Service von Olympus:
Olympus bietet einen ausgezeichneten Service. Nicht nur wird die Garantie auf einen Gebrauchtkäufer problemlos übertragen, für die E-M1 gibt es außerdem noch einen extra schnellen Plus Service. Ich musste die Kamera schon einmal einschicken. Abgeholt wurde per DHL Express und nach 5 Arbeitstagen war die Kamera fertig repariert zurück bei mir ohne jegliche Kosten. Besser geht es kaum.

Fazit:
Die Kamera ist wie für mich gemacht. Sie liegt mir super in der Hand und ich kann sie mir konfigurieren wie ich will. Die Bilder sind ausgezeichnet und die Kamera ist zuverlässig. Ich habe immer ein gutes Gefühl wenn ich damit fotografiere. Der Micro 4/3 Objektivpark ist bis auf sehr lange und lichtstarke Tele Linsen sehr gut aufgestellt und das in ausgezeichneter Qualität. Meine Entscheidung für dieses System bereue ich keinen Tag. Und das nicht zuletzt wegen dieser tollen Kamera. Ich kann daher nicht anders als 5 Sterne geben.

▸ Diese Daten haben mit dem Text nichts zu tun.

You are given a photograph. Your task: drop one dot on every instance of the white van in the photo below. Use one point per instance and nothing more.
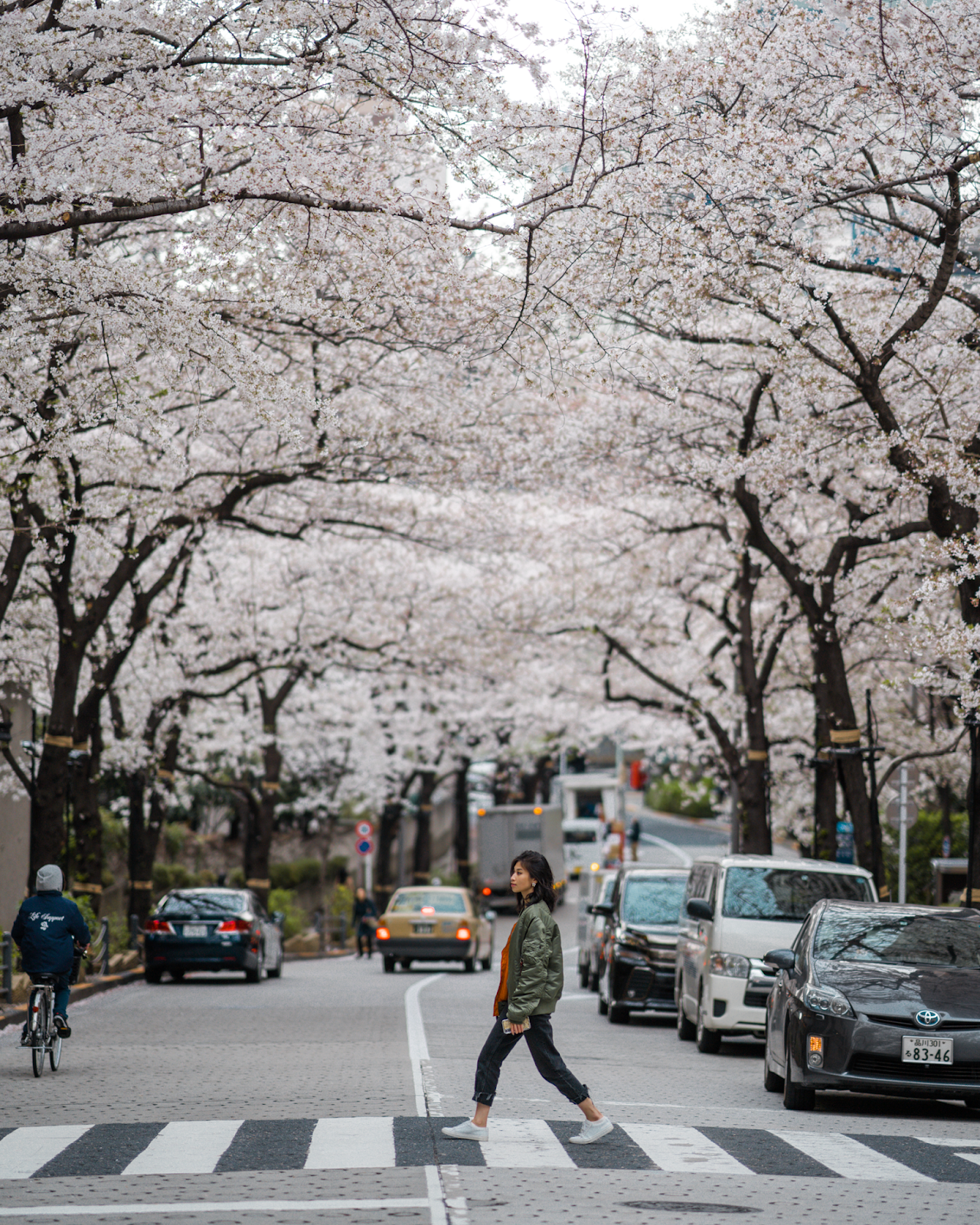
(583, 845)
(737, 910)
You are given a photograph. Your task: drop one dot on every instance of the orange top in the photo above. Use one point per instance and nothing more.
(501, 996)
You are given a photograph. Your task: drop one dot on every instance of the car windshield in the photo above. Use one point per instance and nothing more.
(199, 906)
(786, 893)
(653, 900)
(897, 939)
(416, 900)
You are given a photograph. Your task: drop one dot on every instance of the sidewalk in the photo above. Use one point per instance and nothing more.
(16, 1014)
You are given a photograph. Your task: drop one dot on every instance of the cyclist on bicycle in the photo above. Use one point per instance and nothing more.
(46, 930)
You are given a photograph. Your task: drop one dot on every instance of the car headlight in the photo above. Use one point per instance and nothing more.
(827, 1000)
(733, 965)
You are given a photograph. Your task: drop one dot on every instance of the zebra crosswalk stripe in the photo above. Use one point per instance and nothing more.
(227, 1145)
(187, 1148)
(684, 1149)
(24, 1151)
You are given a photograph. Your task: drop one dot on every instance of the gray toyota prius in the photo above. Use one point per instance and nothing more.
(876, 998)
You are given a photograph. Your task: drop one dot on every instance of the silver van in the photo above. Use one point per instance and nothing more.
(737, 908)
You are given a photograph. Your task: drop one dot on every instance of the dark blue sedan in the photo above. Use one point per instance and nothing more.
(212, 930)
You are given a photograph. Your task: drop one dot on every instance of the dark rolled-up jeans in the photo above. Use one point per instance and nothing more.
(544, 1053)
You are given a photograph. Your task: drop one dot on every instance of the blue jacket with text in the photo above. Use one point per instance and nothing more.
(46, 930)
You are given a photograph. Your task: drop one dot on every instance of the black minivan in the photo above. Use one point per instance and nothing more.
(640, 942)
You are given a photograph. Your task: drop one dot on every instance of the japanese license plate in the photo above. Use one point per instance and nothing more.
(926, 1050)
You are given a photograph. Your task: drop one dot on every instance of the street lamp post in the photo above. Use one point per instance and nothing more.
(972, 720)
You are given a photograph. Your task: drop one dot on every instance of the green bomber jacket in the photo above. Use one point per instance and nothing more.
(534, 967)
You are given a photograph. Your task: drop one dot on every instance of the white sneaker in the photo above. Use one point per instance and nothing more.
(592, 1132)
(467, 1131)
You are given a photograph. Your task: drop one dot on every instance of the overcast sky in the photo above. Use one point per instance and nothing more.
(557, 22)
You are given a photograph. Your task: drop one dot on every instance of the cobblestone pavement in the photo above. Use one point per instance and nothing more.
(298, 1100)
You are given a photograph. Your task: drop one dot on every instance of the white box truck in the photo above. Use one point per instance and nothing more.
(505, 831)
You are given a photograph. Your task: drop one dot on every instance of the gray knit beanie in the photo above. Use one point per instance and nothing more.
(49, 877)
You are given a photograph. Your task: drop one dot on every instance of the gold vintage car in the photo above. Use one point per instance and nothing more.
(434, 924)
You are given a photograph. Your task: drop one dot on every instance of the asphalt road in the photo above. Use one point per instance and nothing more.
(318, 1098)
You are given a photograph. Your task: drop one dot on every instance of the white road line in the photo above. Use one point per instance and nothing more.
(684, 1149)
(418, 1047)
(200, 1206)
(352, 1143)
(187, 1148)
(28, 1148)
(683, 857)
(849, 1158)
(522, 1145)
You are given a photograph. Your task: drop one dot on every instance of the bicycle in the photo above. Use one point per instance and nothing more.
(43, 1037)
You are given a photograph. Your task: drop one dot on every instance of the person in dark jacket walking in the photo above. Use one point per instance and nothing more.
(365, 920)
(531, 982)
(47, 929)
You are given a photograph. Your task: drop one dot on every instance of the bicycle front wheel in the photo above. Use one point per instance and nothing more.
(40, 1033)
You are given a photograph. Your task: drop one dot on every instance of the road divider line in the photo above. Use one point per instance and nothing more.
(187, 1148)
(418, 1047)
(28, 1149)
(237, 1206)
(849, 1158)
(352, 1143)
(684, 1151)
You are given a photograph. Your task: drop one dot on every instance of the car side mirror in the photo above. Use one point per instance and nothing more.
(697, 908)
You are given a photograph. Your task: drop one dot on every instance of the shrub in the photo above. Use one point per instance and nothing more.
(296, 874)
(294, 919)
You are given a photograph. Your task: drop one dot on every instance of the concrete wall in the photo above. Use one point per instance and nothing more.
(15, 815)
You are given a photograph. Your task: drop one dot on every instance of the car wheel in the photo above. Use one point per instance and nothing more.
(795, 1096)
(256, 974)
(686, 1029)
(708, 1040)
(771, 1081)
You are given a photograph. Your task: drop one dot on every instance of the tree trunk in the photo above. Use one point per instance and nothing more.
(89, 857)
(461, 814)
(422, 859)
(48, 812)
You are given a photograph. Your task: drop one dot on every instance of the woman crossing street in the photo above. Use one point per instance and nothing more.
(531, 982)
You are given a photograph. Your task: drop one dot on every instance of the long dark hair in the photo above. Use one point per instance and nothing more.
(539, 870)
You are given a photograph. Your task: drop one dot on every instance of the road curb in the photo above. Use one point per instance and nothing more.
(80, 991)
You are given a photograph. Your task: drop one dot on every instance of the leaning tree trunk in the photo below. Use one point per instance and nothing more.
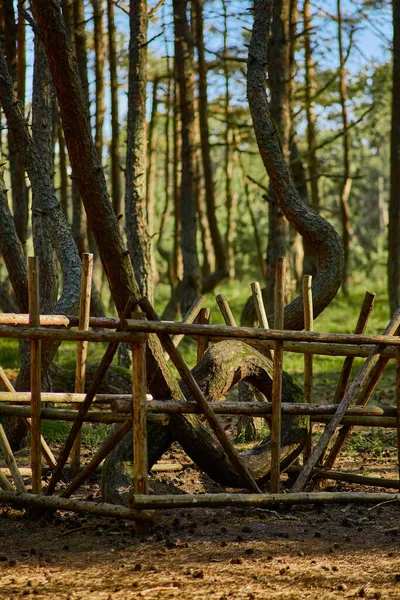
(17, 173)
(139, 241)
(314, 228)
(11, 249)
(57, 228)
(394, 201)
(91, 182)
(345, 187)
(42, 135)
(190, 287)
(310, 256)
(219, 250)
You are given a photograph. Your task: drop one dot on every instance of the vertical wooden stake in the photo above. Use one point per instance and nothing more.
(36, 380)
(398, 404)
(202, 340)
(277, 377)
(139, 420)
(226, 310)
(82, 348)
(47, 453)
(308, 358)
(260, 312)
(10, 461)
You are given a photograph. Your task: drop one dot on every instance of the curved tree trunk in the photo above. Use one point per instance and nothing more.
(56, 225)
(224, 365)
(314, 228)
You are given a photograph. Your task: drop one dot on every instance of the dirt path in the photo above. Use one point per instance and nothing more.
(324, 553)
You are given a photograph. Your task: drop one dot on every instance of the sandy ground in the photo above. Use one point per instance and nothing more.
(312, 552)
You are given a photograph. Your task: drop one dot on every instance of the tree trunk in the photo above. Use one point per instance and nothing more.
(139, 242)
(98, 19)
(219, 250)
(56, 225)
(42, 136)
(315, 229)
(347, 181)
(191, 284)
(310, 257)
(114, 144)
(228, 167)
(224, 365)
(394, 200)
(79, 35)
(151, 157)
(62, 165)
(17, 172)
(11, 249)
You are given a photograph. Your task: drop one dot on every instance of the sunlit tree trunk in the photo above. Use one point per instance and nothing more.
(98, 18)
(114, 144)
(205, 138)
(394, 200)
(345, 188)
(191, 284)
(139, 242)
(280, 113)
(42, 135)
(17, 172)
(310, 258)
(78, 217)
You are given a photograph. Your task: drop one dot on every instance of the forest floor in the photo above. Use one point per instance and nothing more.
(315, 552)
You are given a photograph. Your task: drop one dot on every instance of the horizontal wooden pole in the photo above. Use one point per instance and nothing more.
(15, 319)
(121, 404)
(349, 477)
(359, 421)
(325, 349)
(194, 329)
(171, 328)
(41, 333)
(259, 500)
(61, 414)
(79, 506)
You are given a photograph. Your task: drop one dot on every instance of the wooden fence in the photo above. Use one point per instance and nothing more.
(134, 411)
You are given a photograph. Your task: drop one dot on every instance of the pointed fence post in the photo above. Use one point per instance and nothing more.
(277, 377)
(308, 358)
(82, 348)
(36, 381)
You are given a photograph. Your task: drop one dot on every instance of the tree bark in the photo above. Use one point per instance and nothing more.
(191, 284)
(310, 257)
(42, 137)
(224, 365)
(56, 225)
(345, 188)
(98, 25)
(394, 200)
(279, 78)
(219, 250)
(114, 144)
(139, 242)
(19, 196)
(79, 35)
(11, 249)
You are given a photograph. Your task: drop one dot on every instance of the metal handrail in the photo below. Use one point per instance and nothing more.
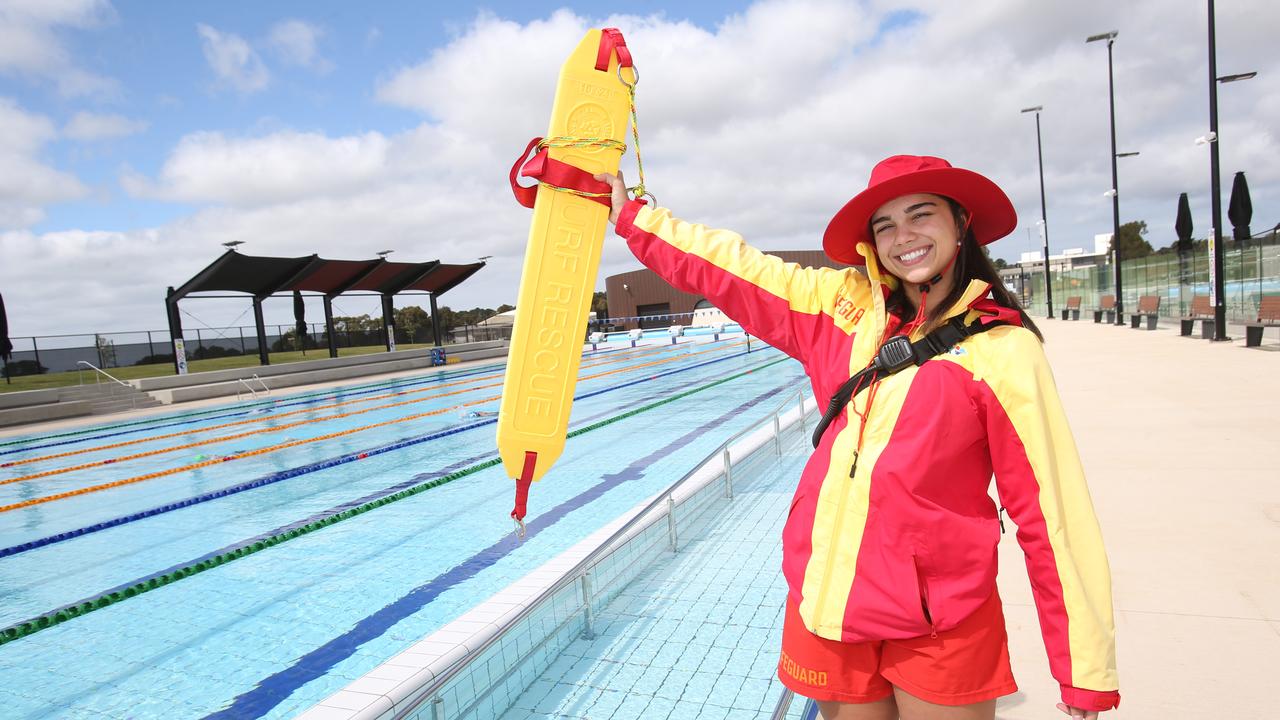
(250, 388)
(432, 691)
(100, 372)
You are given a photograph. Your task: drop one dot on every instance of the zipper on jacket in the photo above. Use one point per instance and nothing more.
(924, 597)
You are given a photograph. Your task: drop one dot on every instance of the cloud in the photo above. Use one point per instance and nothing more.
(31, 48)
(296, 42)
(233, 62)
(27, 185)
(88, 127)
(743, 126)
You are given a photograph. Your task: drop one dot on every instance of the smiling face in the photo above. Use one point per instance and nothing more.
(915, 237)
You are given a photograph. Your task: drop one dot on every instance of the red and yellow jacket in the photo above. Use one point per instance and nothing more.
(892, 532)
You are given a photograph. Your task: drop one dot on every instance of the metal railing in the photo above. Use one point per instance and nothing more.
(581, 573)
(240, 395)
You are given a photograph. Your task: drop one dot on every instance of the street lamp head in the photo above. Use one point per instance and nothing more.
(1235, 77)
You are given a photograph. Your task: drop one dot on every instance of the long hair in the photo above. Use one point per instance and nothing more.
(972, 264)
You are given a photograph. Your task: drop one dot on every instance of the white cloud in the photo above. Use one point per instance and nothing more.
(27, 185)
(232, 59)
(764, 123)
(296, 42)
(31, 48)
(88, 127)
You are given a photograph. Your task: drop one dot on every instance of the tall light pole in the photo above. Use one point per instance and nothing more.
(1040, 155)
(1215, 240)
(1115, 190)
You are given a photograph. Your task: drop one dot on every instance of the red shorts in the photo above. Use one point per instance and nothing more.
(963, 665)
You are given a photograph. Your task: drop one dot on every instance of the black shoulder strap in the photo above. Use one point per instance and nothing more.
(896, 354)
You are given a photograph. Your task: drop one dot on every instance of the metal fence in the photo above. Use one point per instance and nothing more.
(1251, 270)
(60, 352)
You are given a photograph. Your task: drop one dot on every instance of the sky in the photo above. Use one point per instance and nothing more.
(136, 137)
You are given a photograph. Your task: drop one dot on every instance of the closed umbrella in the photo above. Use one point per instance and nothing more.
(300, 317)
(1183, 224)
(1240, 209)
(5, 346)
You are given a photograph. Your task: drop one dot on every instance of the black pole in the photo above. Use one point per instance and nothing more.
(389, 322)
(1048, 286)
(1215, 236)
(435, 320)
(170, 306)
(1115, 187)
(328, 327)
(261, 332)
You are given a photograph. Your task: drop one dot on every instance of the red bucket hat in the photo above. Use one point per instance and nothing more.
(992, 215)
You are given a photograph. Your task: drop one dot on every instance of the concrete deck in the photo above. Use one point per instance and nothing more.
(1179, 438)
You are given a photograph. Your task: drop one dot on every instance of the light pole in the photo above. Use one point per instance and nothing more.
(1115, 191)
(1040, 155)
(1217, 277)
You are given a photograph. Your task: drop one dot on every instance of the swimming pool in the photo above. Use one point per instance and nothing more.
(286, 624)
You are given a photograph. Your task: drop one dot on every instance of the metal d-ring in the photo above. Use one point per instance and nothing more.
(634, 71)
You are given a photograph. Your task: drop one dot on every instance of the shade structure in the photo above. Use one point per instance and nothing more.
(1240, 209)
(264, 277)
(1183, 224)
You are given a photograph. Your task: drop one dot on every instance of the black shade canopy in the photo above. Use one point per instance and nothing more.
(263, 277)
(1240, 208)
(1183, 224)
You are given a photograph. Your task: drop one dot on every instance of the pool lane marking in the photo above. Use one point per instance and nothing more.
(301, 399)
(311, 468)
(280, 446)
(279, 686)
(150, 583)
(248, 420)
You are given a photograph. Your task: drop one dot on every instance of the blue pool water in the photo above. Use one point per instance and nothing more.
(278, 630)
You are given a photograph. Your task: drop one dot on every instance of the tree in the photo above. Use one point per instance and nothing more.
(1132, 244)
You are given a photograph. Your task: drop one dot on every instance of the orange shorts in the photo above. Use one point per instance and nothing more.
(963, 665)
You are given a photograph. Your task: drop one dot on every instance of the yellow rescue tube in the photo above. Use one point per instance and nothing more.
(561, 261)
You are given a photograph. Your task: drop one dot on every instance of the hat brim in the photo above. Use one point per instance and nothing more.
(992, 215)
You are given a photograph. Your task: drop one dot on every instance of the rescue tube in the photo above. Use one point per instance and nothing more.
(589, 121)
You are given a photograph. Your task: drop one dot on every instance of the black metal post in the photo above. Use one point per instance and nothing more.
(389, 322)
(328, 327)
(1048, 286)
(1115, 187)
(435, 320)
(261, 332)
(1215, 236)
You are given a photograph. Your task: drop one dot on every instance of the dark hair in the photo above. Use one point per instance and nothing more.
(972, 264)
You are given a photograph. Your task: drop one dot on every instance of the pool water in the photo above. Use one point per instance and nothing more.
(279, 629)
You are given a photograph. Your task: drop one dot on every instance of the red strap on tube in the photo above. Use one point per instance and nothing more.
(522, 482)
(543, 168)
(611, 40)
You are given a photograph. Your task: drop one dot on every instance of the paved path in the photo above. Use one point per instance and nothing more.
(1179, 438)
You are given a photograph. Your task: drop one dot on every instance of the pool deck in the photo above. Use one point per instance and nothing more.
(1178, 438)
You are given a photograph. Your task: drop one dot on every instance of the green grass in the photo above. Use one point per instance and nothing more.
(135, 372)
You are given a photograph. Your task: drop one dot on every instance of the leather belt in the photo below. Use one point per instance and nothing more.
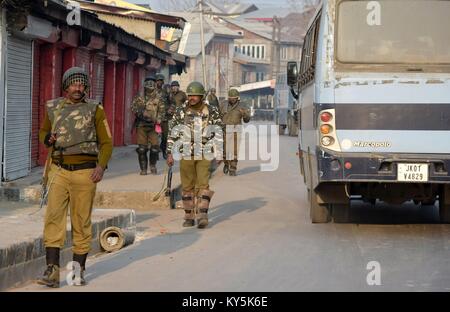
(74, 167)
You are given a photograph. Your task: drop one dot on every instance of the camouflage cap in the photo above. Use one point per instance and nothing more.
(233, 93)
(75, 75)
(195, 88)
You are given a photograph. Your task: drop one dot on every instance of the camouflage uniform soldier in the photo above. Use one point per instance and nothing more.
(195, 115)
(212, 98)
(149, 111)
(176, 97)
(165, 116)
(77, 132)
(232, 113)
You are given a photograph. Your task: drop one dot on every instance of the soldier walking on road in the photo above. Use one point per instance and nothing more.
(212, 98)
(166, 115)
(77, 134)
(195, 117)
(233, 113)
(177, 97)
(148, 111)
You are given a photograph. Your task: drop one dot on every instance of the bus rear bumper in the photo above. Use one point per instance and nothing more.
(341, 167)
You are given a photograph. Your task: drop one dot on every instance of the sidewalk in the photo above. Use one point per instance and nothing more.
(22, 252)
(121, 187)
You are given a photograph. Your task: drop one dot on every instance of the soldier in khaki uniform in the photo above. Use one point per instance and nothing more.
(76, 130)
(233, 113)
(194, 117)
(149, 111)
(166, 115)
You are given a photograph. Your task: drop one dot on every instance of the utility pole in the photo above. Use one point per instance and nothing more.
(202, 39)
(274, 49)
(278, 46)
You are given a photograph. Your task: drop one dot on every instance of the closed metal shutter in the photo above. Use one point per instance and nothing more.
(16, 155)
(83, 59)
(98, 78)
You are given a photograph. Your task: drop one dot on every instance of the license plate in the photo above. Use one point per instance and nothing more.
(412, 172)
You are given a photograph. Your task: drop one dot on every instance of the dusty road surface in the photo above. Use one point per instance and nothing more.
(260, 238)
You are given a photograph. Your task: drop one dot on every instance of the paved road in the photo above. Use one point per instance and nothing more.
(261, 239)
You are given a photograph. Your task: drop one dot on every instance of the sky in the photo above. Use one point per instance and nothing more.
(155, 4)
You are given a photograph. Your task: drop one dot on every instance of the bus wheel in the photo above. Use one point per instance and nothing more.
(341, 212)
(319, 213)
(444, 208)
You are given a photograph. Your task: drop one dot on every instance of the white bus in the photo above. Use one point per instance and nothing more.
(374, 98)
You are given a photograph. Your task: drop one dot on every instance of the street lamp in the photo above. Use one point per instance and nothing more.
(202, 42)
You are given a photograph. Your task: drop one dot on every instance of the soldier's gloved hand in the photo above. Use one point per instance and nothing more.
(97, 174)
(170, 160)
(50, 139)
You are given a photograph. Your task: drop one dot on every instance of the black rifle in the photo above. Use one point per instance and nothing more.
(169, 182)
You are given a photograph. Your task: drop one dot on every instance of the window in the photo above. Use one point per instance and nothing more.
(307, 66)
(411, 32)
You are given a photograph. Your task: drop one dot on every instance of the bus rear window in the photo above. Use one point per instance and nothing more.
(393, 32)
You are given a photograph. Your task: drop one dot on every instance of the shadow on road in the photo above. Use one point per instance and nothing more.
(381, 213)
(170, 243)
(248, 170)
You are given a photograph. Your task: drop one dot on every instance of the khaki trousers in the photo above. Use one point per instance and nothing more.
(231, 149)
(74, 190)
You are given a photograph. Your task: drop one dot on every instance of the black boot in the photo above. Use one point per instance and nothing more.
(51, 274)
(143, 160)
(225, 168)
(81, 259)
(153, 160)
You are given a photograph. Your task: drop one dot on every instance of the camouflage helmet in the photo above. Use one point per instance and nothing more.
(75, 75)
(233, 93)
(160, 76)
(195, 88)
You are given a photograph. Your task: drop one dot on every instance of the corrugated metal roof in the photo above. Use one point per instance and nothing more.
(209, 25)
(193, 44)
(123, 4)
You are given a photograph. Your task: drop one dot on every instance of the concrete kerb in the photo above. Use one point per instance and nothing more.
(22, 262)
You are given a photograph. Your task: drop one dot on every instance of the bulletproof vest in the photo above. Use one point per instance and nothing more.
(192, 115)
(165, 98)
(231, 114)
(75, 126)
(177, 99)
(151, 108)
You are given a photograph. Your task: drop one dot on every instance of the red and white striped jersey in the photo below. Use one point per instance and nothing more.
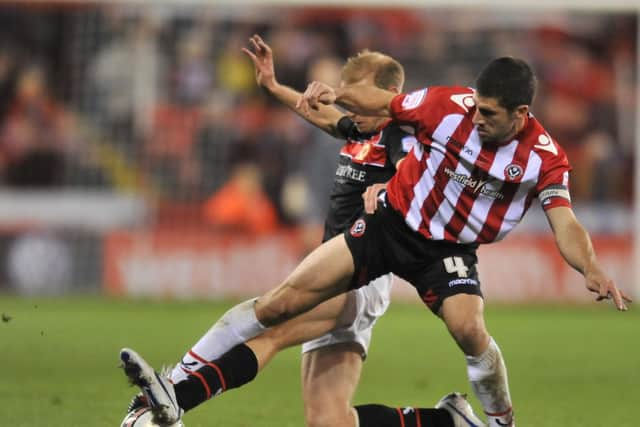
(453, 187)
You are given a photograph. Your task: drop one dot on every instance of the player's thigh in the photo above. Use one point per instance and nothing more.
(464, 316)
(323, 274)
(330, 376)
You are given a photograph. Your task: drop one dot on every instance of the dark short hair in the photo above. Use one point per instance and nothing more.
(509, 80)
(387, 72)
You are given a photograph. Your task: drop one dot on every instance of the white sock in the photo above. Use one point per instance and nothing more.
(236, 326)
(488, 377)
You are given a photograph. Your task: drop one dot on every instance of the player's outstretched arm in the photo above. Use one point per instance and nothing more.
(361, 99)
(326, 117)
(575, 246)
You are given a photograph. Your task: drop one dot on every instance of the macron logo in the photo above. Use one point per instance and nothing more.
(545, 143)
(464, 100)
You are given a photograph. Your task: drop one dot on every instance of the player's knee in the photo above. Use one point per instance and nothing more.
(275, 308)
(470, 334)
(328, 416)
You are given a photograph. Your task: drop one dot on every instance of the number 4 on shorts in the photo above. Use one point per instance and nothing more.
(455, 264)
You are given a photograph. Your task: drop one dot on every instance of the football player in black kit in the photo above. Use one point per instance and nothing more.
(336, 334)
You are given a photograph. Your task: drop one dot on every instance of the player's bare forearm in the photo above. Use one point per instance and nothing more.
(325, 117)
(575, 246)
(365, 100)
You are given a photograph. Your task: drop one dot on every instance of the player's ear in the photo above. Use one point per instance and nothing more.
(521, 111)
(394, 89)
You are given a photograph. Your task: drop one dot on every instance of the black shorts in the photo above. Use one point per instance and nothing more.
(382, 242)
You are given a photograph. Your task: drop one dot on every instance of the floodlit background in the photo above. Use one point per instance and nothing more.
(128, 131)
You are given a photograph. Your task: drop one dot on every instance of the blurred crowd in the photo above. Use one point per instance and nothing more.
(166, 103)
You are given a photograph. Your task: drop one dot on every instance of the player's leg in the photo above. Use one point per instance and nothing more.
(453, 410)
(303, 289)
(330, 376)
(463, 315)
(204, 379)
(332, 363)
(324, 273)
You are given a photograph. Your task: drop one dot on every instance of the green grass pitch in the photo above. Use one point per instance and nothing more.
(568, 365)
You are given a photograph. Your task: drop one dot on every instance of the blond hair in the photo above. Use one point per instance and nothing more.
(387, 72)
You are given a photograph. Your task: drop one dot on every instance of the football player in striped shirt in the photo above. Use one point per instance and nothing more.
(336, 334)
(482, 160)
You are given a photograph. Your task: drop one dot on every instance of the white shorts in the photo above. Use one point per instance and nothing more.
(371, 301)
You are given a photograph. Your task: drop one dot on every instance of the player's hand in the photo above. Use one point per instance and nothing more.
(262, 58)
(370, 197)
(317, 93)
(599, 283)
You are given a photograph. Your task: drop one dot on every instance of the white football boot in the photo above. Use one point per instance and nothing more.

Ich bin sehr gespannt was der Nachfolger der E-M1 nächstes Jahr (vermutlich) bringen wird. Ich hoffe ja insgeheim auf einen lautlosen elektronischen Verschluss möglichst ohne Nachteile zum mechanischen und Livebild bei Serienaufnahme.

Viel Spaß beim Fotografieren und falls Fragen offen sind beantworte ich diese gerne in den Kommentaren!